The New Age (1994)
8/10
Intelligent satire with strong performances
18 August 2023
The New Age is definitely a film that wants you to ponder rather than emote, inviting empathy and toleration without the comforts of sentiment or likeability. The characters played by, well all of them, but especially the leads, Peter and Katherine Witner (Peter Weller, Judy Davis) are not people we can, as spectators, enjoy in any sense, but we can understand them. As we watch their lives spiral down and see them alternately cling to one another and pull apart, sometimes there is a flash of sympathy, soon to be followed by a bitter mouthful of distaste. This movie isn't a spoofing of New Age, hippy claptrap. Really what it does is invite viewers to observe how people attempt to fill the void in a godless universe. How they need to do so.
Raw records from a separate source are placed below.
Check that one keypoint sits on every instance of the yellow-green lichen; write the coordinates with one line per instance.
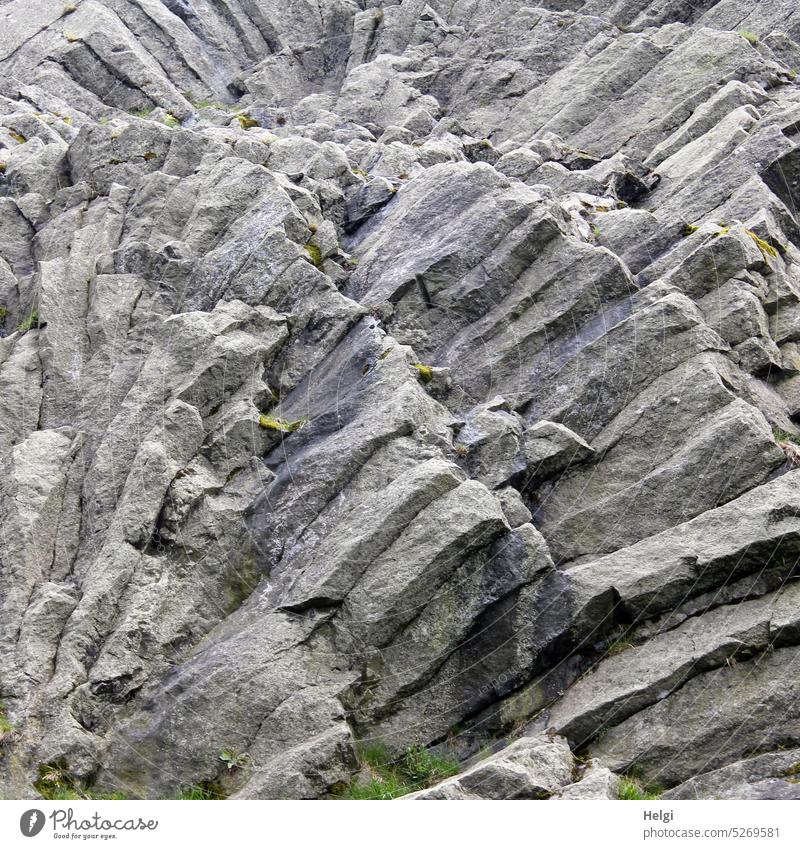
(30, 322)
(314, 255)
(281, 425)
(766, 248)
(425, 372)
The movie has robust dialogue, is never overacted, unless overacting is the point (as in the last act) and carries just enough beauty, some splashes of sexuality, to disguise what is a pretty cold affair. Davis and Weller are ideally cast, actors who are on the cusp, simultaneously attractive and very unattractive. Wasn't Weller the guy who played Robocop? Here he is again only half human. Davis, always and rightly touted as a fine actress, has a face that constantly suggests she's just taken a dose of some really rancid medicine. I can't help feeling that, just like whoever it was who said Renee Zellweger should always play the cute friend, Davis should always be an acerbic co-star, although I did like her alongside Kevin Spacey in The Ref.

Not exactly a pleasure, watching The New Age, but it can be very refreshing to come away from a movie and feel the brain has been stimulated intellectually rather than in any other way. I look forward to seeing it again, soon as I've filled up on sweets.